UN cálculo rápido del combustible indicó que era preciso emprender la vuelta antes de 20 minutos. Pero Manchón, tras un corto descanso, trabajaba con mayor celeridad. En diez minutos subió a otros cuatro náufragos, quienes, trémulos y castañeteándoles los dientes, murmuraban "gracias" y se dejaban caer al piso.
Entre tanto, los tres marineros que faltaban habían botado una balsa salvavidas. Eran las 8:30.
—Nos queda combustible para cinco minutos —advirtió Logeais a Jamin tras restar de sus cálculos el que haría falta para el regreso.—¿Está dispuesto Manchón a recoger a uno más? —preguntó el piloto a Collin— Los dos últimos podrán resistir en la balsa hasta que llegue otro helicóptero.—De acuerdo —declaró Manchón a pesar de su agotamiento.
Pero cuando Collin hizo una señal a los de la balsa indicando que se efectuaría otro descenso, los tres ocupantes se echaron al agua.
Jamin se encontraba en un conflicto. Se sabía responsable de la vida de la gente que llevaba a bordo, pero tampoco se atrevía a abandonar a aquellos tres náufragos. Igual conciencia del deber dominaba a Collin y a Manchón. Pusieron manos a la obra y tardaron menos de cinco minutos en recogerlos. Una vez en el helicóptero, tras la décima ascensión, Manchón se desplomó.Ya había dado Jamin todo el gas al acelerador. Salvo el rugir de los motores, lo único que se oía a bordo era el jadeo de Manchón.
Logeais examinaba los manómetros, Collin estudiaba las cartas de navegación, Jamin y Schutz atendían a los mandos. Todos iban con el pensamiento fijo en un solo objetivo: tocar tierra firme.
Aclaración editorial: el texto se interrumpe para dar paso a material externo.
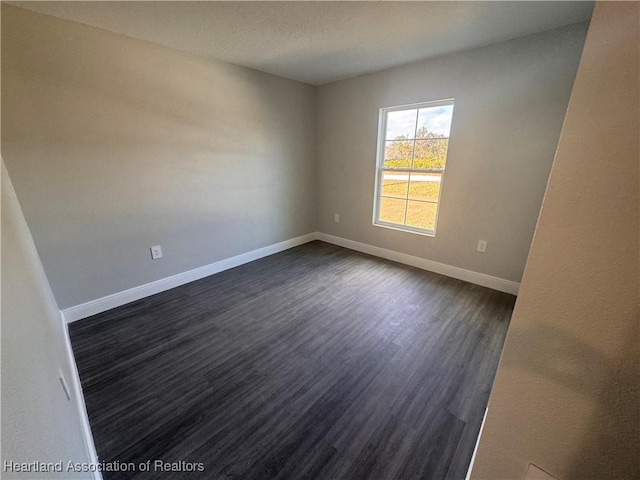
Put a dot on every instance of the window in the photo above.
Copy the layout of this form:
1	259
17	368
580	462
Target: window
412	152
Una hora más de vuelo y se hallarían a salvo. A las 9:30 Jamin anunció: "¡Tierra a la vista!". Una sonrisa de alivio iluminó todos los semblantes. Minutos después se cernían sobre Lanvéoc. Jamin había quebrantado por primera vez una rígida norma de seguridad. Cuando las ruedas del helicóptero tocaron tierra, le quedaba combustible para cinco minutos de vuelo.
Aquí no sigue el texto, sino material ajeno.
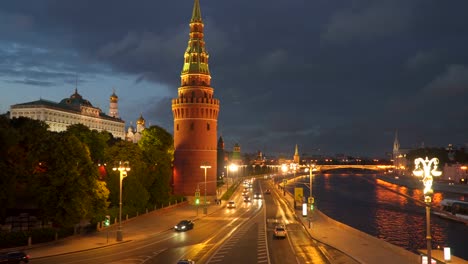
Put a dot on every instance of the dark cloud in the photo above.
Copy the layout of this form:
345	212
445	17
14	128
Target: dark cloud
341	77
EL 21 DE marzo de 1976, Valéry Giscard d'Estaing, Presidente de Francia, otorgó los honores de Caballeros de la Orden del Mérito al teniente comandante Gérard Jamin y al primer oficial subalterno Jean-Claude Manchón.
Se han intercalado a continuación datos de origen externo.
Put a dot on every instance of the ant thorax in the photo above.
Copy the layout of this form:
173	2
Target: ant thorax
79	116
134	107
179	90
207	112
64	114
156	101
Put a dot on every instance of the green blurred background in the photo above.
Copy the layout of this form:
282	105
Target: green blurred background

Pero aquellos dos hombres no pensaban en distinciones esa mañana, porque ese mismo día se celebraba un oficio religioso en memoria de cuatro compañeros, integrantes de otro equipo de salvamento. Habían desaparecido en el desempeño de una misión en alta mar, a bordo del mismo helicóptero con el cual Jamin y Manchón no habían hecho otra cosa, en su opinión, que cumplir con su deber.